Forty years later and Kissenger’s quandary is equally pertinent to the future relationship between the Government and the North as political leaders across Yorkshire, the North West and the North East seek a fairer share of Whitehall funding.
It is a question that needs to be resolved, even more so at the beginning of a politically pivotal year that will culminate with the Scottish independence vote. If Ministers need to talk to Scotland’s leader, or vice versa, there is already clear point of contact at present – Alex Salmond. Ditto Peter Robinson and Carwyn Jones in Northern Ireland and Wales respectively. Kissenger’s lines of communication are clearly defined.
The same with London where the political decision-making revolves around the capital’s colourful mayor Boris Johnson whose force of personality means that he invariably gets his own way when it comes to securing public money.
Contrast this with the North where the replacement of the regional development agencies with a fragmented network of local enterprise partnerships and so on has actually diluted the quality and effectiveness of regional leadership. It has become a mish-mash. Locally, Welcome to Yorkshire is the only body which can work effectively for the wider good of the whole county.
Despite promises by the leaders and chief executives of the large metropolitan councils to work together on various issues, enmity – and suspicion – still exists between the likes of Leeds, Bradford, Sheffield, Hull and York, and that is before the historic War of the Roses rivalry between Yorkshire and Lancashire is factored into the equation.
Yet, as the widely respected IPPR North think-tank makes clear, many of the challenges facing the North transcend regional boundaries – particularly road and rail improvements – and a more streamlined leadership approach is required if future funding bids are to succeed.
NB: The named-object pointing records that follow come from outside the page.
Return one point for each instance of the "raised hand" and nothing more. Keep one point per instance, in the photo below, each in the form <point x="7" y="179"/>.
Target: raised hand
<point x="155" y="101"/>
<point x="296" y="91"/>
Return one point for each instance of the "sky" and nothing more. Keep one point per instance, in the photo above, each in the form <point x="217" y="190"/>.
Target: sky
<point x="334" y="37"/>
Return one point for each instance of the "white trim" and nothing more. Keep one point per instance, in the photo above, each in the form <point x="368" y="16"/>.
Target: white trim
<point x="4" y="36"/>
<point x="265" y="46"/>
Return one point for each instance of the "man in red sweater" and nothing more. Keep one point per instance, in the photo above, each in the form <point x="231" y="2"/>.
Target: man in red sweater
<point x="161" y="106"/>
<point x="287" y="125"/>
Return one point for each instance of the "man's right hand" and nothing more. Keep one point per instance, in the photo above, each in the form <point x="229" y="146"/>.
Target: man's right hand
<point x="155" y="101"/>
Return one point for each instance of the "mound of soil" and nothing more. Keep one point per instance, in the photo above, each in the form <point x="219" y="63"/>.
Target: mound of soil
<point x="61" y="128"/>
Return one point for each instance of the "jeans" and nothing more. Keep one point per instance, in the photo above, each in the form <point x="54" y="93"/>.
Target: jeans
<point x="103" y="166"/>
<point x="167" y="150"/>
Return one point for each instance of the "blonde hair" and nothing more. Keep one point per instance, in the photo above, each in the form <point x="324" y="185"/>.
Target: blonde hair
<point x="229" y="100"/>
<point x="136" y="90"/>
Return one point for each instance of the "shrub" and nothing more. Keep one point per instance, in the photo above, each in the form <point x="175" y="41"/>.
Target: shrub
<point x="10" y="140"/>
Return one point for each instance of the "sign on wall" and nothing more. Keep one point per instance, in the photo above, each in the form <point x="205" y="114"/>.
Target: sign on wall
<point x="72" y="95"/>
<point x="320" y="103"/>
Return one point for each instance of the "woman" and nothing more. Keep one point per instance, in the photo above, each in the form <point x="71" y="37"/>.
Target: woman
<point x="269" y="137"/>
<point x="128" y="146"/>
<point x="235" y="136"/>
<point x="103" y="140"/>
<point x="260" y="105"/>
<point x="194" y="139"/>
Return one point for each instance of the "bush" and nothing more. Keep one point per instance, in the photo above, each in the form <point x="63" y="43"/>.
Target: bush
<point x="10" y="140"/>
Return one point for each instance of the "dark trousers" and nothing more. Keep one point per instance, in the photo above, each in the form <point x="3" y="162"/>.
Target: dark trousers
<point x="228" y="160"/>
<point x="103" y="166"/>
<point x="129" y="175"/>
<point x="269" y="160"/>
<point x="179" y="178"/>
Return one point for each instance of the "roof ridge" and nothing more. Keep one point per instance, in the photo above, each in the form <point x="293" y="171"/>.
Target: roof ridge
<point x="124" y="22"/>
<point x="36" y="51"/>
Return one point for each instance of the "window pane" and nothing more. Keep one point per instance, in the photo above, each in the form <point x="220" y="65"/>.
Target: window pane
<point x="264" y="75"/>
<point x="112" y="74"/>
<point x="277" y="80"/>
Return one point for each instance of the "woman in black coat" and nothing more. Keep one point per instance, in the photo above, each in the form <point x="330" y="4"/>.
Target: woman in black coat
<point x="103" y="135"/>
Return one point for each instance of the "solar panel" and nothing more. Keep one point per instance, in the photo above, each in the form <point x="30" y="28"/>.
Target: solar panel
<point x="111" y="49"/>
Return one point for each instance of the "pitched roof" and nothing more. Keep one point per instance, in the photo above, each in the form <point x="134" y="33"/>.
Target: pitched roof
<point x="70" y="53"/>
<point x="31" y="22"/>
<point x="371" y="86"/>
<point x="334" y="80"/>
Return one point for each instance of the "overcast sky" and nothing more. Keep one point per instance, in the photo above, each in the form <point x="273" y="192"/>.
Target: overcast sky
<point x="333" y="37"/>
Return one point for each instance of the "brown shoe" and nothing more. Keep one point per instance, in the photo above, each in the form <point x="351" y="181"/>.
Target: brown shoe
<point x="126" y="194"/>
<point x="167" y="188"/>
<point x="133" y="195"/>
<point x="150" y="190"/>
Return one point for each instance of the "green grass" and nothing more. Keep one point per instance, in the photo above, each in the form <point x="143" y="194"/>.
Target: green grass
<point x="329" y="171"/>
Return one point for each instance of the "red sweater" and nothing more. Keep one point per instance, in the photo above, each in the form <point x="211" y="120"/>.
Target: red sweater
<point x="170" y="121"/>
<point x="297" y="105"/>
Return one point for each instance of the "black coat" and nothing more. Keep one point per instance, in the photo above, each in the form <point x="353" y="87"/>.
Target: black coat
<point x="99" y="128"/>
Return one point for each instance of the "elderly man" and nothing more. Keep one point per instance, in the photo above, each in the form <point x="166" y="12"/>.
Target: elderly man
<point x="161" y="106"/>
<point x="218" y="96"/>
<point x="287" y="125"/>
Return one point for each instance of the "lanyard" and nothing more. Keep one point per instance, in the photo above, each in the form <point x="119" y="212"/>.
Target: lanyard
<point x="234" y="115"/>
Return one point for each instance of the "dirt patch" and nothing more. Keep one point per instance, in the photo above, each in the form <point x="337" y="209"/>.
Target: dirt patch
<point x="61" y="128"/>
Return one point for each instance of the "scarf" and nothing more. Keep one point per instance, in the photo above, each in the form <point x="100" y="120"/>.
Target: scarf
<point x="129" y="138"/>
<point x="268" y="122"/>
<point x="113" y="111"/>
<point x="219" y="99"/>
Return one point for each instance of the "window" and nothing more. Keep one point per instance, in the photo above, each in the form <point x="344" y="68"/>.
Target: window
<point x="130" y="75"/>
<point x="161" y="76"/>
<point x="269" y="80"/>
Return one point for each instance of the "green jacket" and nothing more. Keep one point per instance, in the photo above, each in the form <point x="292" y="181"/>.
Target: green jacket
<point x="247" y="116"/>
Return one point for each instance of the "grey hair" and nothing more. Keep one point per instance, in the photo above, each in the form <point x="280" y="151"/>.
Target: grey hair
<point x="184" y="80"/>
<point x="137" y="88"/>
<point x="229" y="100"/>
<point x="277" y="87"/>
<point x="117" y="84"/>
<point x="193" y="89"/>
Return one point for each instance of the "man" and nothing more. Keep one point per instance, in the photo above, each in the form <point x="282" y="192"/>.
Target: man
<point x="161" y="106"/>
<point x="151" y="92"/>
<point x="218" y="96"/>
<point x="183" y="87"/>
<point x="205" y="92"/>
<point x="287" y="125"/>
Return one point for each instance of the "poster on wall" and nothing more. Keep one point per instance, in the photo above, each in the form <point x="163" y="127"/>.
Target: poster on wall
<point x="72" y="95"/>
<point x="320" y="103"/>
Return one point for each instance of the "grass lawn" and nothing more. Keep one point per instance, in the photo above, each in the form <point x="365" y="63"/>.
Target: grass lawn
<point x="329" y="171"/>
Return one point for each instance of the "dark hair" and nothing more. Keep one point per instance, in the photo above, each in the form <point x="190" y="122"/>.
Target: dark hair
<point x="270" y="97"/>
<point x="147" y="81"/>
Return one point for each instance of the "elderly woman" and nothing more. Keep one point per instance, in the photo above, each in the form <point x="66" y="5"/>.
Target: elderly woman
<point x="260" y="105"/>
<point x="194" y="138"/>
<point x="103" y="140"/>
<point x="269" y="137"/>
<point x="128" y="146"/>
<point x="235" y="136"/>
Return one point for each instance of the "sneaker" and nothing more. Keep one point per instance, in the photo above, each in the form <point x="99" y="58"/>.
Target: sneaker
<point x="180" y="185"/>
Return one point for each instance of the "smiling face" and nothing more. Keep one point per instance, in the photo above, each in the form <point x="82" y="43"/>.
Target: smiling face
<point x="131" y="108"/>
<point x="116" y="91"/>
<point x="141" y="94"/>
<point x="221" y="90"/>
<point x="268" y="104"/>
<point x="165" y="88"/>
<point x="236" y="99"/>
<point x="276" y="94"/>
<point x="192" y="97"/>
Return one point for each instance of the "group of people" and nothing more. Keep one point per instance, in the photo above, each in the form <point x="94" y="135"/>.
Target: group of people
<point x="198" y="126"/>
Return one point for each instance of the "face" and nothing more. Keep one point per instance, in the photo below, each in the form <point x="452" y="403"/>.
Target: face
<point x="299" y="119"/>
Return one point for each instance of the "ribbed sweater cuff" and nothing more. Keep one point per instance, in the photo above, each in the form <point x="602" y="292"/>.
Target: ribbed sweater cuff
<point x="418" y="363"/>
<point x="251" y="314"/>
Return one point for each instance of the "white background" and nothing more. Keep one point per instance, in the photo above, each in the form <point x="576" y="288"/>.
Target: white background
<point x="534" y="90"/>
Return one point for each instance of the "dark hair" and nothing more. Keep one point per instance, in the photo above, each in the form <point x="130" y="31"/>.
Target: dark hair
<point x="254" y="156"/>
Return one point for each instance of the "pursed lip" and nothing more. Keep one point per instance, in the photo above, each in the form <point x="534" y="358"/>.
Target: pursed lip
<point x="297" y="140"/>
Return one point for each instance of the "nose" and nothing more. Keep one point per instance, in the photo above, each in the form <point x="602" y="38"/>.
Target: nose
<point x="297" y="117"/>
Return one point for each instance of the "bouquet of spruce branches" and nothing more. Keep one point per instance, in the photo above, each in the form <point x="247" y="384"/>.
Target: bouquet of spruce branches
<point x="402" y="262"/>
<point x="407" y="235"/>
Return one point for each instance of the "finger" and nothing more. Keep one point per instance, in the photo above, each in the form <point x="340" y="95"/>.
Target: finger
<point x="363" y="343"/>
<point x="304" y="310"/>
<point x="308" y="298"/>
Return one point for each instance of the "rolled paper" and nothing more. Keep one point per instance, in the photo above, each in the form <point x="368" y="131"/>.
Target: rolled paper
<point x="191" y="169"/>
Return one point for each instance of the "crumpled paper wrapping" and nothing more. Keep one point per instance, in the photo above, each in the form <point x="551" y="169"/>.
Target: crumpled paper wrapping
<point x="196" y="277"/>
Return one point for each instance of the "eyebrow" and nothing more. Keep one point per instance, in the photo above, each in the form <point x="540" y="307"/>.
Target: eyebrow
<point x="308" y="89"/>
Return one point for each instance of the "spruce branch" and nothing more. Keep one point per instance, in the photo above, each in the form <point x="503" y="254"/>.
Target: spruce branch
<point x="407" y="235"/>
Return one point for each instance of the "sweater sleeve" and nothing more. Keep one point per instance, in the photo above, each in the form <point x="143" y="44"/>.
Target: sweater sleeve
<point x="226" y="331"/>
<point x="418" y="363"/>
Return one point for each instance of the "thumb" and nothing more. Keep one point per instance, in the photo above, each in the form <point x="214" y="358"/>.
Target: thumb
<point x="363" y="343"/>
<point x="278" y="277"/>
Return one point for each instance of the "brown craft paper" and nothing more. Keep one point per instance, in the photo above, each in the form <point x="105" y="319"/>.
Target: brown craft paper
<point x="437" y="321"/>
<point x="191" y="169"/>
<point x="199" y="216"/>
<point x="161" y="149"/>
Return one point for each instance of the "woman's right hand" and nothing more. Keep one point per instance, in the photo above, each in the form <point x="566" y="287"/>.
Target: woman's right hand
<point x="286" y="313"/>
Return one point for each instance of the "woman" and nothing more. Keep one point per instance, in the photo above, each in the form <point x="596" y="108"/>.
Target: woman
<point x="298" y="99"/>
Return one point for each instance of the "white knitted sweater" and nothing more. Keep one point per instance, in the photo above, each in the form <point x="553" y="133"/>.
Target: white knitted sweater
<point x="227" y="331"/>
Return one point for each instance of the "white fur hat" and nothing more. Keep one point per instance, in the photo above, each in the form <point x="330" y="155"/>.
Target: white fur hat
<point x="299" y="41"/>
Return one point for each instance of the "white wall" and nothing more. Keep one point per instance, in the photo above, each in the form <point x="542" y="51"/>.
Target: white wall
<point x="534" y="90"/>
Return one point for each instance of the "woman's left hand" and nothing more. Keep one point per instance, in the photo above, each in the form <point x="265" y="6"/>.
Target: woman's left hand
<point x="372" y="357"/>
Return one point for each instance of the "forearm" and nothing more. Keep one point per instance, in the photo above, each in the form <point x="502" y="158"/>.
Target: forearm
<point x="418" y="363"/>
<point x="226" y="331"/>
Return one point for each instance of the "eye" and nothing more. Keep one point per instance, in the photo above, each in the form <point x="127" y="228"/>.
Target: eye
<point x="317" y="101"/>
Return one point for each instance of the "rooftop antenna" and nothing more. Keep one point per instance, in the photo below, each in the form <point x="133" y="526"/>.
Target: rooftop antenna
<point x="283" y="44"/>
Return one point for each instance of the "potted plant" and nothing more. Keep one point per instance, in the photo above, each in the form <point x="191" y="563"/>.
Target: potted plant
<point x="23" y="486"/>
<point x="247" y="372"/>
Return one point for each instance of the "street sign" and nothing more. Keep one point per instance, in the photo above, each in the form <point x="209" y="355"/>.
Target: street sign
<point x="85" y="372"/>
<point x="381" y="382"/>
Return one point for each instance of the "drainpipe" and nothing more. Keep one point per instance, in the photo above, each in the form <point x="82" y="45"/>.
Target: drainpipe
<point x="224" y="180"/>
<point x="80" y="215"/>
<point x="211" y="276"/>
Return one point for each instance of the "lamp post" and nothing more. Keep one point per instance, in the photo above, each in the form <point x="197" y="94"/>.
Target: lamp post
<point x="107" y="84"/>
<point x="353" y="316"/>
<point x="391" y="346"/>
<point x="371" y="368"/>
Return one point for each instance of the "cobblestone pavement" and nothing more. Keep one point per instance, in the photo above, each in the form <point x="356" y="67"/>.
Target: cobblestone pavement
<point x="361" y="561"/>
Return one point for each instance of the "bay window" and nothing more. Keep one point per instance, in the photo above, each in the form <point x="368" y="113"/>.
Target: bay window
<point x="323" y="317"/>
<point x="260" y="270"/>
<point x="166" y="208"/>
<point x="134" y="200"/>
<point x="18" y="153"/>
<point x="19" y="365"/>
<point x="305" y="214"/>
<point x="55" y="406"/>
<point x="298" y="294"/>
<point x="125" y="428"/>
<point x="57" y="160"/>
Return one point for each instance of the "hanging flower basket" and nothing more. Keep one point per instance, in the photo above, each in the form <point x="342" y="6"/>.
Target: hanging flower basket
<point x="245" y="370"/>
In short, a way needs to be found to put the needs of the North before local rivalries that have become trivial and tedious. After all, Yorkshire’s economy does still compare favourably in size to each of Scotland, Wales and Northern Ireland.
The question now is identifying a group of people who can advance this agenda when previous reform attempts, such as the creation of elected regional assemblies or city mayors, have ended in failure. For, unless this leadership vacuum is challenged, northern regions will be at even more of a financial disadvantage – a scenario that will benefit no one.
The unfair fares
THE slow return to work today following the Christmas and New Year celebrations has a familiar sting in its tail – another raft of rail fare increases that has led one campaign group to claim that UK commuters now spend even more on travel in comparison to their counterparts across Europe.
This assertion was predictably ignored by the Government and the Opposition. Transport Secretary Patrick McLoughlin said that increases to regulated fares will be pegged to the inflation rate from next year while Labour offered little insight of its own.
Yet, while the Government’s £38bn investment programme would not be possible without passengers, rather than taxpayers, making a greater contribution, it does not excuse those well-subsidised rail firms that regard customer service as an after-thought.
If firms like Northern keep passengers better informed about delays and cancellations, the travelling public may – just – be more understanding about the chronic overcrowding on so many rush-hour trains. And this is the problem – rail operators and the Government know commuters will pay more for an inferior service because they have no alternative.
This complacency could change if the notion of elected transport commissioners was given serious consideration. If the principle can work for the police, why not other key public services where proper public accountability is still so lacking?
A painful mistake
IT is already ominous, on day two of the New Year, that the cash-strapped NHS is already millions of pounds out of pocket because of the bungled launch of the 111 non-emergency helpline.
This is another expensive mistake at a time when hospital A&E units are already under such great strain because out-of-hours provision is inadequate in so many parts of Yorkshire.
It is why Health Secretary Jeremy Hunt has two urgent priorities when he returns to his desk. First, he needs to ensure that any future changes are fit for purpose before they are introduced. They need to engender confidence from the outset. Second, Mr Hunt must persuade GPs to play a far greater role in out-of-hours care.
A failure to do so will make it even harder for the Health Secretary and David Cameron to convince voters that the NHS is safe in Tory hands.